Observability#
NIM provides Prometheus metrics indicating request statistics. These metrics can be used to create dashboards with the Grafana dashboard. By default, these metrics are available at http://localhost:8000/v1/metrics.
curl -X 'GET' 'http://0.0.0.0:8000/v1/metrics'
The following table describes the available metrics.
| Category | Metric | Metric Name | Description | Granularity | Frequency | 
|---|---|---|---|---|---|
| KV Cache Count | GPU Cache Usage | gpu_cache_usage_perc | GPU KV-cache usage. 1 means 100 percent usage | Per model | Per iteration | 
| Running Count | num_requests_running | Number of requests currently running on GPU | Per model | Per iteration | |
| Waiting Count | num_requests_waiting | Number of requests waiting to be processed | Per model | Per iteration | |
| Max Request Count | num_request_max | Max number of concurrently running requests | Per model | Per iteration | |
| Total Prompt Token Count | prompt_tokens_total | Number of prefill tokens processed | Per model | Per iteration | |
| Total Generation Token Count | generation_tokens_total | Number of generation tokens processed | Per model | Per iteration | |
| Latency | Time to First Token | time_to_first_token_seconds | Histogram of time to first token in seconds | Per model | Per request | 
| Time per Output Token | time_per_output_token_seconds | Histogram of time per output token in seconds | Per model | Per request | |
| End to End Request Latency | e2e_request_latency_seconds | Histogram of end to end request latency in seconds | Per model | Per request | |
| Vision Encoder Latency | vision_encoder_latency_seconds | Histogram of vision encoder latency in seconds | Per model | Per request | |
| Count | Prompt Token Count | request_prompt_tokens | Histogram of number of prefill tokens processed | Per model | Per request | 
| Generation Token Count | request_generation_tokens | Histogram of number of generation tokens processed | Per model | Per request | |
| Finished Request Count | request_finish_total | Number of finished requests, with label indicating finish reason | Per model | Per request | |
| Successful Request Count | request_success_total | Number of successful requests | Per model | Per request | |
| Successful Request Count | request_failure_total | Number of failed requests | Per model | Per request | |
| Image Count | request_image_count | Histogram of the number of images per request | Per model | Per request | |
| Image | Image size | image_size_pixels | Histogram of image sizes in pixels | Per model | Per request | 
Prometheus#
To install Prometheus for scraping metrics from NIM, download the latest Prometheus version appropriate for your system.
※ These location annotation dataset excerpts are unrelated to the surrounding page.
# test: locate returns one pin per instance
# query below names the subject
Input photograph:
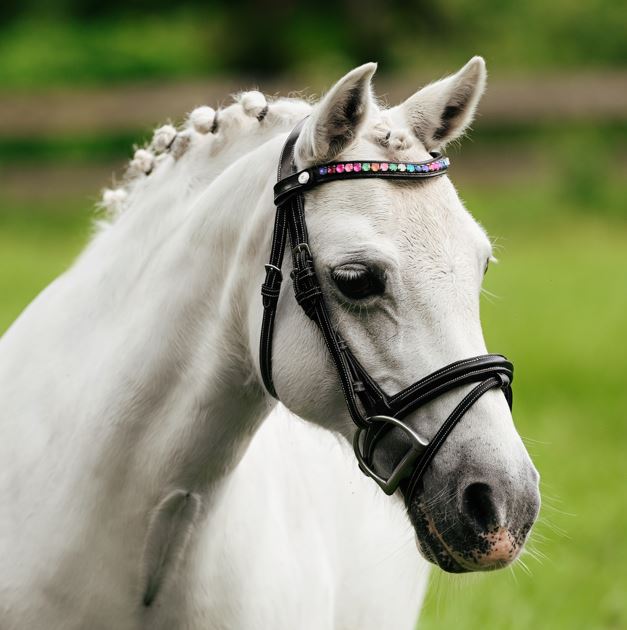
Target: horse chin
(472, 558)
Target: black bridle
(371, 409)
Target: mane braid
(200, 148)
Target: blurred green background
(543, 170)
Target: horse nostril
(478, 504)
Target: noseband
(373, 411)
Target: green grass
(561, 315)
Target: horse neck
(140, 386)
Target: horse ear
(336, 119)
(442, 111)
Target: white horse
(134, 495)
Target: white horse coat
(140, 487)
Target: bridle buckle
(405, 466)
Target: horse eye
(358, 281)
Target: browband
(310, 177)
(373, 410)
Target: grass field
(559, 310)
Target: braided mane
(203, 145)
(208, 141)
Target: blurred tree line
(90, 41)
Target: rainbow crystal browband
(319, 174)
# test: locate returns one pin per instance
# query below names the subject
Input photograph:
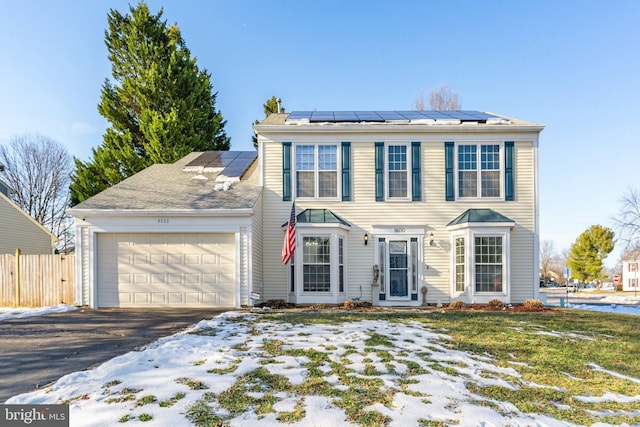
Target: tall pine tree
(588, 252)
(160, 105)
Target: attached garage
(166, 270)
(178, 235)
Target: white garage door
(164, 270)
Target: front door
(398, 260)
(398, 270)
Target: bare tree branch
(444, 99)
(627, 221)
(38, 168)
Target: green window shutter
(286, 171)
(346, 171)
(416, 175)
(508, 171)
(448, 171)
(379, 171)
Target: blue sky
(573, 66)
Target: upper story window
(479, 171)
(316, 171)
(398, 171)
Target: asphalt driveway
(36, 351)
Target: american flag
(289, 245)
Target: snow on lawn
(264, 365)
(10, 313)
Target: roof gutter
(385, 127)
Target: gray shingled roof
(169, 187)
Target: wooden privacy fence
(37, 280)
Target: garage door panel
(225, 299)
(158, 298)
(141, 298)
(166, 270)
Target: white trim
(536, 216)
(83, 213)
(399, 229)
(395, 128)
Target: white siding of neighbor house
(433, 213)
(19, 230)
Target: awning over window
(319, 216)
(481, 216)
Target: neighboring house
(18, 230)
(393, 203)
(185, 234)
(630, 275)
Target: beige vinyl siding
(433, 213)
(256, 248)
(243, 265)
(84, 253)
(18, 230)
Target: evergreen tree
(270, 107)
(160, 105)
(588, 252)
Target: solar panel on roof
(346, 116)
(322, 116)
(391, 116)
(297, 115)
(239, 165)
(206, 159)
(381, 116)
(369, 116)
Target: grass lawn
(566, 364)
(393, 368)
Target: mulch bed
(367, 306)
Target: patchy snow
(10, 313)
(178, 371)
(219, 351)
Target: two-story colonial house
(396, 206)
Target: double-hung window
(316, 171)
(479, 171)
(397, 172)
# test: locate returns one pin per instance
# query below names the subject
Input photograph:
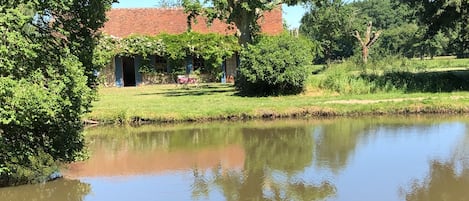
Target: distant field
(168, 103)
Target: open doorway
(128, 67)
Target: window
(198, 63)
(160, 64)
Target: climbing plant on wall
(213, 48)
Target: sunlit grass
(219, 101)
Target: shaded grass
(218, 102)
(392, 86)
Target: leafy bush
(46, 72)
(275, 65)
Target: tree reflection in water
(269, 152)
(446, 180)
(58, 190)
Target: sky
(291, 14)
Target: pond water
(397, 158)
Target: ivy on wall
(213, 48)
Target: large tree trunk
(365, 54)
(244, 25)
(367, 42)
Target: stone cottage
(153, 21)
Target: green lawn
(163, 103)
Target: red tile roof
(151, 21)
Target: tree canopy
(46, 74)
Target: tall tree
(45, 72)
(330, 26)
(447, 15)
(366, 42)
(245, 14)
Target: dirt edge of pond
(304, 112)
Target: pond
(375, 158)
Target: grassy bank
(340, 90)
(168, 103)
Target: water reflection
(58, 190)
(423, 158)
(447, 180)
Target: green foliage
(213, 48)
(245, 14)
(45, 77)
(276, 65)
(331, 27)
(392, 75)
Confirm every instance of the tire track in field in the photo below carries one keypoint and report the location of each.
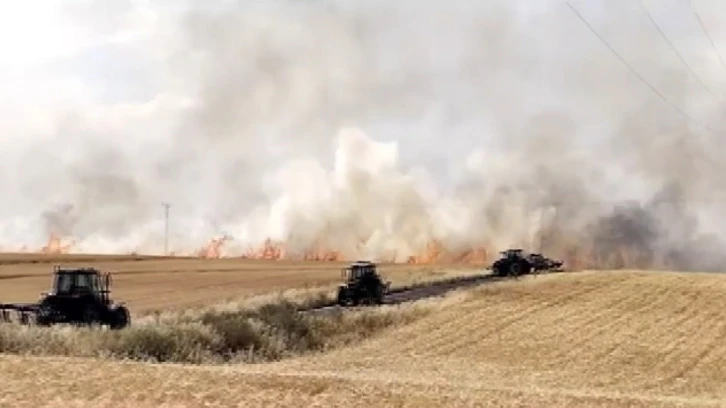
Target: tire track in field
(636, 307)
(483, 328)
(707, 338)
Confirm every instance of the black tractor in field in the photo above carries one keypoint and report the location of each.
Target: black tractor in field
(514, 263)
(78, 296)
(363, 285)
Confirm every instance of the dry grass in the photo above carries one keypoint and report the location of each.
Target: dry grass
(583, 339)
(152, 284)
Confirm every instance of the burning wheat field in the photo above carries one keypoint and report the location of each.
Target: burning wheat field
(308, 203)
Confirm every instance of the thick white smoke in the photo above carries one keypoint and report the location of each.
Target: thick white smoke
(375, 127)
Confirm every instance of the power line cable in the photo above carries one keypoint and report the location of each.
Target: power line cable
(675, 50)
(705, 31)
(634, 71)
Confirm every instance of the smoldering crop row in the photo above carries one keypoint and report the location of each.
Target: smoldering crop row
(374, 130)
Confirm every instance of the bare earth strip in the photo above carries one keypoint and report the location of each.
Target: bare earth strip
(151, 284)
(584, 339)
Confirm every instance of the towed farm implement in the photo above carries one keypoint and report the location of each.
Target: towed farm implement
(79, 296)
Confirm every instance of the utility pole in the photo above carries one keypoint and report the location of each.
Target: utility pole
(166, 227)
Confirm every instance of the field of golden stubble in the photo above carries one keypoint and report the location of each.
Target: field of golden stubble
(149, 284)
(590, 339)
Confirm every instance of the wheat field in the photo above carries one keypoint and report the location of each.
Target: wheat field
(149, 284)
(595, 339)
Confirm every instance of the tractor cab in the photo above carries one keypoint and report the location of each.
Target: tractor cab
(362, 284)
(358, 270)
(74, 282)
(513, 253)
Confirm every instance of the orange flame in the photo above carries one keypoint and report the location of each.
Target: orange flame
(213, 250)
(55, 246)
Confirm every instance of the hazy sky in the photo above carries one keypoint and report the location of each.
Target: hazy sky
(114, 106)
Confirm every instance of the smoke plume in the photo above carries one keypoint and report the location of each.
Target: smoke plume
(407, 131)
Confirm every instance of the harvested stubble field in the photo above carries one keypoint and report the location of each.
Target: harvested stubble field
(149, 284)
(643, 339)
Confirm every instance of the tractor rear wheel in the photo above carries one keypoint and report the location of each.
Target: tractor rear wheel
(120, 318)
(91, 315)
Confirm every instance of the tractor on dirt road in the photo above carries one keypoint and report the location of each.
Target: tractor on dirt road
(363, 285)
(514, 263)
(78, 296)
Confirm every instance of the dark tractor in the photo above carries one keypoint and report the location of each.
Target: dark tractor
(363, 285)
(512, 263)
(81, 296)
wget https://github.com/prometheus/prometheus/releases/download/v2.52.0/prometheus-2.52.0.linux-amd64.tar.gz
tar -xvzf prometheus-2.52.0.linux-amd64.tar.gz
cd prometheus-2.52.0.linux-amd64/
Edit the Prometheus configuration file prometheus.yml to scrape from the NIM endpoint. Make sure the targets field point to localhost:8000.
# A scrape configuration containing exactly one endpoint to scrape:
# Here it's Prometheus itself.
scrape_configs:
  # The job name is added as a label `job=<job_name>` to any timeseries scraped from this config.
  - job_name: "prometheus"
    # metrics_path defaults to '/metrics'
    # scheme defaults to 'http'.
    static_configs:
      - targets: ["localhost:8000"]
Run the Prometheus server
./prometheus --config.file=./prometheus.yml
Open a browser and point it to http://localhost:9090/targets?search= to check that the NIM target was detected by the Prometheus server. You can also click on the NIM target url link to explore the generated metrics.
Grafana#
We can use Grafana for dashboarding NIM metrics. Install the latest Grafana version appropriate for your system.
wget https://dl.grafana.com/oss/release/grafana-11.0.0.linux-amd64.tar.gz
tar -zxvf grafana-11.0.0.linux-amd64.tar.gz
cd grafana-v11.0.0/
Run the Grafana server
./bin/grafana-server
To access the Grafana dashboard, point your browser to http://localhost:3000. You will need to log in using the defaults.
username: admin
password: admin
The first step is to configure the source from which Grafana can scrape metrics. Click on the “Data Source” button, select Prometheus, and specify the Prometheus URL localhost:9090. After saving the configuration, you should see a success message.
Now you are ready to create a dashboard with metrics from NIM. This Grafana tutorial provides step-by-step instructions on building a dashboard from scratch. Alternatively, you can jump start using this example dashboard.
 
Vision metrics#
Vision-related metrics (e.g., Vision Encoder Latency) are only available for the TRT-LLM backend (the vLLM backend only collects end-to-end metrics). Consider starting with this example dashboard instead if NIM runs TRT-LLM optimized engines.